July 15th - August 1st, 2021
Opening: July 15, 5-8 PM, at
Maureen VI
Please join us for the sixth iteration of our annual exhibition, Maureen. This year’s show features 33 artists who's work you can find spread across this website, a publication, and more than a dozen locations throughout Montréal/Tiohtià:ke and beyond.

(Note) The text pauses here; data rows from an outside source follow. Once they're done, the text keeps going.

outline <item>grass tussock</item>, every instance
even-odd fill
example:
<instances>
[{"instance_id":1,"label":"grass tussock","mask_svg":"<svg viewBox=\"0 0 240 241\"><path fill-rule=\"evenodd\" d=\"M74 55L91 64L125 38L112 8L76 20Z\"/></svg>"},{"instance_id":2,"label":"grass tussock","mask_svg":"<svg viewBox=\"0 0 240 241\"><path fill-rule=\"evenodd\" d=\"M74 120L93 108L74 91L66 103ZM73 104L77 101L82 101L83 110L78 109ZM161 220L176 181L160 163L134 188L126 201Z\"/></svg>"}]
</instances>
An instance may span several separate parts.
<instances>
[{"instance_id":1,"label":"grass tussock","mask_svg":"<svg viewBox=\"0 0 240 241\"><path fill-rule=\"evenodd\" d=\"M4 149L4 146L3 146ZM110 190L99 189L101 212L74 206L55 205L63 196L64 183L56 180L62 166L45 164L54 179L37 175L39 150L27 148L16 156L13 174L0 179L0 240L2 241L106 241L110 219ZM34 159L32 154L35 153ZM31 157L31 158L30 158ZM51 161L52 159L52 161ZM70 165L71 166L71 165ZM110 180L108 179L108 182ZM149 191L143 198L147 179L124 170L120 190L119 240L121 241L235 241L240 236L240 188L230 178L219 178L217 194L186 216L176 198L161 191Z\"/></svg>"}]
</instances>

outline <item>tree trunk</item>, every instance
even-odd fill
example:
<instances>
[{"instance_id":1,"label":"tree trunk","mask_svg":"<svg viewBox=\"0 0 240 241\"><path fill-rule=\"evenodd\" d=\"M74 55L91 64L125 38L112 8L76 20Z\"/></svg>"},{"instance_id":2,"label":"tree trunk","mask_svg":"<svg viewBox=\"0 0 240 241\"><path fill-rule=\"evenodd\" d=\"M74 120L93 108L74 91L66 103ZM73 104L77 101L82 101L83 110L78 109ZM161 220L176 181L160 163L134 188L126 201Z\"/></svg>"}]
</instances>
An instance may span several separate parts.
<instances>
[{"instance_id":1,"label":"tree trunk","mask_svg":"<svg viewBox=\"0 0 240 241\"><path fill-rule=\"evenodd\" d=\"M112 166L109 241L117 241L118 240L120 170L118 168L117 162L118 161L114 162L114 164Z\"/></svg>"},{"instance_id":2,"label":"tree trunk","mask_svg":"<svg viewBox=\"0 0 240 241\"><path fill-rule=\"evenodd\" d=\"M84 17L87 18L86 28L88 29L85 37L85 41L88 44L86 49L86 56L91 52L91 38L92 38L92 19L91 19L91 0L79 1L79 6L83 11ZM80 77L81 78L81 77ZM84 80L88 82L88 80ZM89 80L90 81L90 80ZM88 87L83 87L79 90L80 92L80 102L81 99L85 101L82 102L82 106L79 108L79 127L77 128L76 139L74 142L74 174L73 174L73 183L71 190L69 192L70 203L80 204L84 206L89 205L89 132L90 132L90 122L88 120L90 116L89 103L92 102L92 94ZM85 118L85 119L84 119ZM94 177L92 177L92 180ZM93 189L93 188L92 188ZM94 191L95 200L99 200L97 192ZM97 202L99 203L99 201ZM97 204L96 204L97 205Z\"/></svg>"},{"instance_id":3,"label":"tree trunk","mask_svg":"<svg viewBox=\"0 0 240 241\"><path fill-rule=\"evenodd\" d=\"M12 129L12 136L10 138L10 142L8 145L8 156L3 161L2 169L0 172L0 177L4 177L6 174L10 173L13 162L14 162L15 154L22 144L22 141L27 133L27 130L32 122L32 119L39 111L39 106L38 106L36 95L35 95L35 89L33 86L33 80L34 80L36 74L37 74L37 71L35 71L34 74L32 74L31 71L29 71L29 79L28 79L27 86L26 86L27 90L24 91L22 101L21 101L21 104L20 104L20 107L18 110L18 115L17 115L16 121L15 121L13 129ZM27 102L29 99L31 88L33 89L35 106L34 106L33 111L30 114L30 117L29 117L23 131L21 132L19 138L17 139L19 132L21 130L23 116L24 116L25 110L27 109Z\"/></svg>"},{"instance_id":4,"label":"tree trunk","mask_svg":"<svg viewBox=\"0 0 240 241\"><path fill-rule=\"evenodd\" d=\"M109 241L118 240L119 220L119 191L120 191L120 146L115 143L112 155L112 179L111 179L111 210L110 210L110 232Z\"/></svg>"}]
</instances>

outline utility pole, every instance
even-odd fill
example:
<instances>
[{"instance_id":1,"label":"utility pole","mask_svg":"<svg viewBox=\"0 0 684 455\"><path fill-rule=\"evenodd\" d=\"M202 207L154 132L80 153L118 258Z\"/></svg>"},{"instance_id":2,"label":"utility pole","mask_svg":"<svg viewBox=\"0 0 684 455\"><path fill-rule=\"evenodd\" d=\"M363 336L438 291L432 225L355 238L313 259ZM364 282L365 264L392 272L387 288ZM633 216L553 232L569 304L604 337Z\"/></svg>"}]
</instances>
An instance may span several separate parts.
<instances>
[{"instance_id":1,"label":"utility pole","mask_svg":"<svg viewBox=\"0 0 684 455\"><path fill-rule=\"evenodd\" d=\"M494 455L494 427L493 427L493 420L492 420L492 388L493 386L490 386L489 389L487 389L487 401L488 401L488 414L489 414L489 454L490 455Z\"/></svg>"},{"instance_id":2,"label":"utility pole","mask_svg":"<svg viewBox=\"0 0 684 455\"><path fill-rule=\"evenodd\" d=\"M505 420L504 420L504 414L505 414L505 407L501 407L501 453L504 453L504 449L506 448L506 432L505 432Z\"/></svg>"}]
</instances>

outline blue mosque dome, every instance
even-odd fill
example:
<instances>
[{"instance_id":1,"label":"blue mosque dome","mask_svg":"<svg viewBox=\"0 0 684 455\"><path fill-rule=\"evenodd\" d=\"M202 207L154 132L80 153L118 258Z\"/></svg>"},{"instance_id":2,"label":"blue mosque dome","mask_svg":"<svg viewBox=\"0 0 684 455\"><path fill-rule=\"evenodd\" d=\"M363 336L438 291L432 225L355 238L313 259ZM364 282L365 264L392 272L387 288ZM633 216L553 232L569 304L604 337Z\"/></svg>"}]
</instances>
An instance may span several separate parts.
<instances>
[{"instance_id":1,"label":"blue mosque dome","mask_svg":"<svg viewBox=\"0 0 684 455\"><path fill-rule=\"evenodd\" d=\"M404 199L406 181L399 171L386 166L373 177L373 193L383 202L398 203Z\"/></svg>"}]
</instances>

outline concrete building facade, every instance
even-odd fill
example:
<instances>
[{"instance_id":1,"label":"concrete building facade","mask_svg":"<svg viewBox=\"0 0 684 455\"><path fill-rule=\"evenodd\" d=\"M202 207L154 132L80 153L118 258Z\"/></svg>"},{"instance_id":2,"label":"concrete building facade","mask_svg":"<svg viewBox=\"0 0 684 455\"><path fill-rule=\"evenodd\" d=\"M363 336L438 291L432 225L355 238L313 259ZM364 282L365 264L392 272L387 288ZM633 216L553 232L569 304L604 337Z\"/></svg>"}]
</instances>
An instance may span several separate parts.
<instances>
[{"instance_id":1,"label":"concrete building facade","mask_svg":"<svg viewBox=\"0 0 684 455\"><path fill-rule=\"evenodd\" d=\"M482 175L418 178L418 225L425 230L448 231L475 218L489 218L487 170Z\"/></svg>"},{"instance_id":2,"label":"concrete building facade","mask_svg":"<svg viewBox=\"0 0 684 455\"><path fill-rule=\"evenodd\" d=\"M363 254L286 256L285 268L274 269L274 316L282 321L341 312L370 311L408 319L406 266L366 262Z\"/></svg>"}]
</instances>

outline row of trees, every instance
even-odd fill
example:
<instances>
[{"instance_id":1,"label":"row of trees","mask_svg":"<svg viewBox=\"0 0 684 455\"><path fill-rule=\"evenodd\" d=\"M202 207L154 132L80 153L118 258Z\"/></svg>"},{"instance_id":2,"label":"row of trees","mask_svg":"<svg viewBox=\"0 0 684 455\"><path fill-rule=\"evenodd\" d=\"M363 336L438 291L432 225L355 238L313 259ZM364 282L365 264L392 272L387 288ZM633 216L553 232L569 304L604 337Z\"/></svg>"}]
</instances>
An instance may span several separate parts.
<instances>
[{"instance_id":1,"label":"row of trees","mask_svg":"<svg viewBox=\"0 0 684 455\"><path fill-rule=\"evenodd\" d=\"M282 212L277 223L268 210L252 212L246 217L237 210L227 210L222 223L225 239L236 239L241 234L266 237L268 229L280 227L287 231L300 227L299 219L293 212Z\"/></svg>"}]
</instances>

This website will be updated throughout the exhibition to reflect the work of all the artists involved.
Locations
St Stephen’s Anglican Church
Priape
VA Courtyard
Abandoned Church
Sera
Produit Rien
Cadastre 2249672
Côte-des-Neiges–Notre-Dame-de-Grâce: H3X 2H9
Gaspésie: G4X 2A5
L’Assomption: J5W 2H1
Rosemont Petite-Patrie: H2G 2B3
Ville Saint-Laurent: H4M 2M7
Artists
This year, MFASASA has put together a decentralized exhibition, a publication, and a website in response to a year of restricted access, social isolation, and a greater shift towards virtual spaces. Each aspect of Maureen VI offers different ways of sharing art and facilitates participation for artists who are not physically in Montreal/Tiohtià:ke:. It has also encouraged reflection on how and where we expect to encounter art. Several of the exhibition sites are not traditional art spaces, some projects are not physically accessible to the public, while others are presented in surprising locations to be chanced upon by passersby. We invite you to refer to our website for the full spectrum of events happening under the umbrella of Maureen VI.
Many of the works submitted this year speak to notions of identity in relation to place and placelessness, as well as states of transition and instability. Though not explicitly themed, the works bolster the concept of a dispersed exhibition and reflect the unsettledness of 2020-2021. Disorientation presents an opportunity to reorient, an essential exercise when attempting to locate ourselves within a greater reality of living and working on unceded territories and reckoning with Canada’s ongoing colonial practices. We can always be re-evaluating, re-learning and re-directing our cultural histories.
MFASASA would like to acknowledge that Concordia University is located on unceded Indigenous lands. The Kanien’kehá:ka Nation is recognized as the custodians of the lands and waters on which we gather today. Tiohtià:ke/Montréal is historically known as a gathering place for many First Nations. Today, it is home to a diverse population of Indigenous and other peoples.
Territorial acknowledgements are the foundation for our events and our art practices. So we take the time to consider where we have lived, who we have relationships to, where our resources come from, what our art materials are made from, what knowledge we have- where it comes from- and how it's valued.